Presumably, all these directories are part of your PATH environment variable. If you remove them before running dune, it should get rid of the warning messages, e.g., by typing PATH=/usr/bin in your console. (You might need some more directories than just /usr/bin in your PATH. Type echo $PATH to see which are the currently existing ones.)
I am not sure what your point is; you have just showed that /etc/environment indeed exists on your system, but neither that it is free of /usr/games nor that it is ignored by Snap. That being said, the content of that file might be irrelevant, because Snap itself presumably comes with its own /etc/environment file (under /snap/coreXX/current/etc/environment) which would override the system one, I guess.

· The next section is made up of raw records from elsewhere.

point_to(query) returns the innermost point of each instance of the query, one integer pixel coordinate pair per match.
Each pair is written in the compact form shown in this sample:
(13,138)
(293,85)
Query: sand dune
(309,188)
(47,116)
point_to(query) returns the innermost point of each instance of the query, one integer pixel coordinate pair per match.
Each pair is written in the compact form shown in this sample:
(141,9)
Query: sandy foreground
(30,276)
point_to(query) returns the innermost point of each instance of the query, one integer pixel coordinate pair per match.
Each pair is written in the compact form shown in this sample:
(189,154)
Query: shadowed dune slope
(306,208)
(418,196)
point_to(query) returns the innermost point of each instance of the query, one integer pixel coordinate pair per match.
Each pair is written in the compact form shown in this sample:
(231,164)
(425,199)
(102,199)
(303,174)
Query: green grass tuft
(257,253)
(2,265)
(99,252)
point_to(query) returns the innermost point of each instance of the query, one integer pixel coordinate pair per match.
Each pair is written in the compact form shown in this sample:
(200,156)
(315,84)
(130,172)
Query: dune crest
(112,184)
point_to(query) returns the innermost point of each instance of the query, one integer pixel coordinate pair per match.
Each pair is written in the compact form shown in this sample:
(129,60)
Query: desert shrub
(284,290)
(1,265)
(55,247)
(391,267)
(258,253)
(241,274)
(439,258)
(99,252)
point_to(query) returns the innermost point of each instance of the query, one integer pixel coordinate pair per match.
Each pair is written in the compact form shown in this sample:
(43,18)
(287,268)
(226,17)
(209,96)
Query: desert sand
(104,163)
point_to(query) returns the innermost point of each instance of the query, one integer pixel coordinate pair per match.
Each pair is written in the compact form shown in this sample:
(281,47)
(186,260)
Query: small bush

$ for dir in $(cut -f 2 -d "=" </snap/core20/current/etc/environment | tr ":" " "); do ls -ld $dir; done
ls: cannot access '"/usr/local/sbin': No such file or directory
drwxr-xr-x 2 root root 4096 Dec 28 04:52 /usr/local/bin
drwxr-xr-x 2 root root 12288 Dec 31 07:31 /usr/sbin
drwxr-xr-x 2 root root 28672 Jan 4 16:37 /usr/bin
lrwxrwxrwx 1 root root 8 Dec 28 04:52 /sbin -> usr/sbin
lrwxrwxrwx 1 root root 7 Dec 28 04:52 /bin -> usr/bin
drwxr-xr-x 2 root root 4096 Dec 9 21:08 /usr/games
drwxr-xr-x 2 root root 4096 Dec 28 04:52 /usr/local/games
ls: cannot access '/snap/bin"': No such file or directory
But:
why in the world should coqc use PATH to look something up? (What “something”?)
The PATH contains of nine different parts. Why are only three warnings logged in each call to coqc? Why are some logged which are in path an can be accessed (e.g. /usr/games) and other with are in PATH and do not exists are not logged (e.g. /usr/local/sbin)?
Coq does look up in the PATH for some helper tools, e.g., csdp, which is used by the nia and nra tactics. (The odd part is that the lookup is always performed at startup rather than being delayed until the tactics are actually used.)